De 19de eeuw herijkt haar immobiel patrimonium op de blik. Blik van de toerist. Een blik die natuurlijk niet door de toerist wordt bedacht, maar door de lokale cultuur. Welke stad zouden wij willen zien indien we hier op bezoek kwamen? Welke geschiedenis zouden wij willen schrijven indien we ze konden herschrijven? Historisering en toerisme zijn vanaf een bepaald ogenblik perfect op één lijn komen te liggen.

 

 

Noten

[1] Marco Poli, In Nome del Progresso, 1902-1904. L’abbattimento delle mura di Bologna, Bologna, Costa Editore, 2002.

[2] Zie haar artikel in dit nummer.

[3] In het Archivio dell’ Archiginnasio te Bologna.

[4] In de collectie van de Cassa di Risparmio di Bologna.

[5] In het Koninklijk Archief te Brussel.

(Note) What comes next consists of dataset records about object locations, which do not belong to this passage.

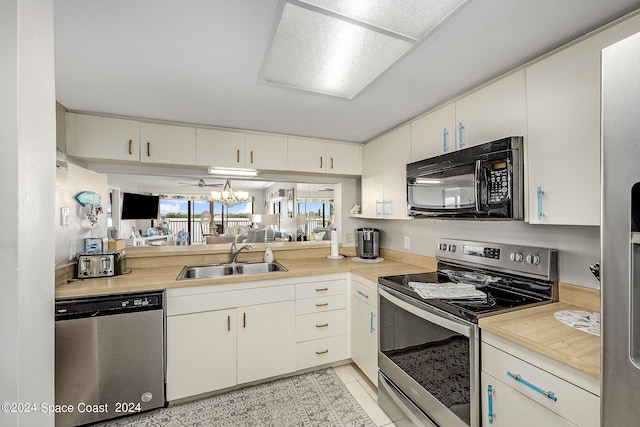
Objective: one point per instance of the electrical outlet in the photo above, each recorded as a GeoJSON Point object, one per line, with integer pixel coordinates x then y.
{"type": "Point", "coordinates": [73, 251]}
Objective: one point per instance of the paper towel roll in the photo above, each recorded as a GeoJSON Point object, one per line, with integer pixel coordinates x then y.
{"type": "Point", "coordinates": [334, 243]}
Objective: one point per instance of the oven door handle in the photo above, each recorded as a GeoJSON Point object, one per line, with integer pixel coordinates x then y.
{"type": "Point", "coordinates": [402, 301]}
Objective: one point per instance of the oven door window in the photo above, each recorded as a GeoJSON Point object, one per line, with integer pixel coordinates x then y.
{"type": "Point", "coordinates": [437, 358]}
{"type": "Point", "coordinates": [450, 190]}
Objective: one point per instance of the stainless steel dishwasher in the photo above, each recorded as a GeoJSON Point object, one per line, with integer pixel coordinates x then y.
{"type": "Point", "coordinates": [110, 358]}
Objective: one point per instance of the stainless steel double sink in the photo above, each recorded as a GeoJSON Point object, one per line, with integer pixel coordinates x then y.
{"type": "Point", "coordinates": [229, 269]}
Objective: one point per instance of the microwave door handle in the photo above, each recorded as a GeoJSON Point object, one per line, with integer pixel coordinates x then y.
{"type": "Point", "coordinates": [476, 184]}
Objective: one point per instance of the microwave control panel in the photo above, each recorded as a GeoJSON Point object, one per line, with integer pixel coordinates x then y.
{"type": "Point", "coordinates": [499, 182]}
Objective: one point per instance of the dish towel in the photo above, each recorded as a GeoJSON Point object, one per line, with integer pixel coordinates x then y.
{"type": "Point", "coordinates": [447, 290]}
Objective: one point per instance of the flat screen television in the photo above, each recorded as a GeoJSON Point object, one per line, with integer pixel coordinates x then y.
{"type": "Point", "coordinates": [140, 206]}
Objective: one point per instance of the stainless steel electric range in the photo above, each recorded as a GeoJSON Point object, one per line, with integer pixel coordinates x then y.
{"type": "Point", "coordinates": [428, 342]}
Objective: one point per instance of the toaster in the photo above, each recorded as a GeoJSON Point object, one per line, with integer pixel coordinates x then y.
{"type": "Point", "coordinates": [99, 264]}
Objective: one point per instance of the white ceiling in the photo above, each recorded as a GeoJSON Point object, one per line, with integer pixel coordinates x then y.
{"type": "Point", "coordinates": [197, 61]}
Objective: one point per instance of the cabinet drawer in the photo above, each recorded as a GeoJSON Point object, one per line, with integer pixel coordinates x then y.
{"type": "Point", "coordinates": [320, 304]}
{"type": "Point", "coordinates": [573, 403]}
{"type": "Point", "coordinates": [365, 293]}
{"type": "Point", "coordinates": [320, 325]}
{"type": "Point", "coordinates": [319, 352]}
{"type": "Point", "coordinates": [320, 289]}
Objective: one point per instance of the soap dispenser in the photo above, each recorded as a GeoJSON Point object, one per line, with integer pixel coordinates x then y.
{"type": "Point", "coordinates": [268, 254]}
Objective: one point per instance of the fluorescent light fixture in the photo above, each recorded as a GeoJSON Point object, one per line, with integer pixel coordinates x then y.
{"type": "Point", "coordinates": [428, 181]}
{"type": "Point", "coordinates": [340, 47]}
{"type": "Point", "coordinates": [232, 172]}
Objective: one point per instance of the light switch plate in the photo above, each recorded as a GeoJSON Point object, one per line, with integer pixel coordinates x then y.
{"type": "Point", "coordinates": [64, 216]}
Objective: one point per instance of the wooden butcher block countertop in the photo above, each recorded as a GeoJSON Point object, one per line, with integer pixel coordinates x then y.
{"type": "Point", "coordinates": [157, 269]}
{"type": "Point", "coordinates": [537, 329]}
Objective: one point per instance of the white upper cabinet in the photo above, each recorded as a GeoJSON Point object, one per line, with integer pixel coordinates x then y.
{"type": "Point", "coordinates": [307, 155]}
{"type": "Point", "coordinates": [493, 112]}
{"type": "Point", "coordinates": [267, 152]}
{"type": "Point", "coordinates": [563, 104]}
{"type": "Point", "coordinates": [496, 111]}
{"type": "Point", "coordinates": [321, 156]}
{"type": "Point", "coordinates": [384, 193]}
{"type": "Point", "coordinates": [106, 138]}
{"type": "Point", "coordinates": [219, 148]}
{"type": "Point", "coordinates": [167, 144]}
{"type": "Point", "coordinates": [434, 133]}
{"type": "Point", "coordinates": [344, 159]}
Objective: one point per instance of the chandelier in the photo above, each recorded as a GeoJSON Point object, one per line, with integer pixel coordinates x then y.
{"type": "Point", "coordinates": [228, 197]}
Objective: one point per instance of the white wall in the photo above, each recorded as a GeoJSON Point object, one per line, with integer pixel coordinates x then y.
{"type": "Point", "coordinates": [70, 238]}
{"type": "Point", "coordinates": [27, 173]}
{"type": "Point", "coordinates": [577, 246]}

[6] In de Stedelijke Musea van Kortrijk.

[7] In het FotoMuseum, Antwerpen.

[8] De workshop Rephotography van Mark Klett aansluitend bij het symposium reactiveert dat ooit door de fotograaf afgelegde traject. Het zoeken naar de preciest mogelijke reconstructie van het standpunt dat de fotograaf voor het eerdere beeld innam thematiseert de ruimtelijkheid van het fotograferen.

[9] Het is het acme van avonturenverhalen, hoogtepunt van avonturenfilms, denk aan de recentste versie daarvan in Lord of the Rings.

[10] Zie Dirk Lauwaert, Stadsfotografie in het negentiende-eeuwse Brugge. Deel I: Tussen toerisme en restauratie, in: De Witte Raaf nr. 104, juli-augustus 2003, pp. 15-20; idem, Stadsfotografie in het negentiende-eeuwse Brugge. Deel II: De mentaliteit van de beelden, in: De Witte Raaf nr. 105, september-oktober 2003, pp. 19-24.

[11] In zijn Les futurs boulevards de Bruges van 1897 schrijft Duclos: “Il faut se placer sur le Cingel pour se rendre compte de l’attrait de ce terrain” (p. 10). Het voorzetsel “sur” is hier cruciaal.

 

 

Deze tekst werd geschreven binnen het kader van het onderzoeksproject 19de-eeuwse stadsfotografie gesteund door de Hogeschool Sint-Lukas, Brussel. Aan de redactie van de tekst ging het internationaal symposium 19th Century topographic photography of Maastricht in an European perspective vooraf, gehouden op 4 en 5 juni 2004 in de Jan Van Eyck Academie (Maastricht). Met dank aan de sprekers Ingrid Evers (historica, Maastricht), Toon Jenniskens (stadscultuurhistoricus, Maastricht), Carlo Cesari (Directeur van het Europees Centrum voor Conservering van het architecturaal Patrimonium, San Servolo, Venetië) en Mark Klett (fotograaf, Universiteit van Tempe, Arizona).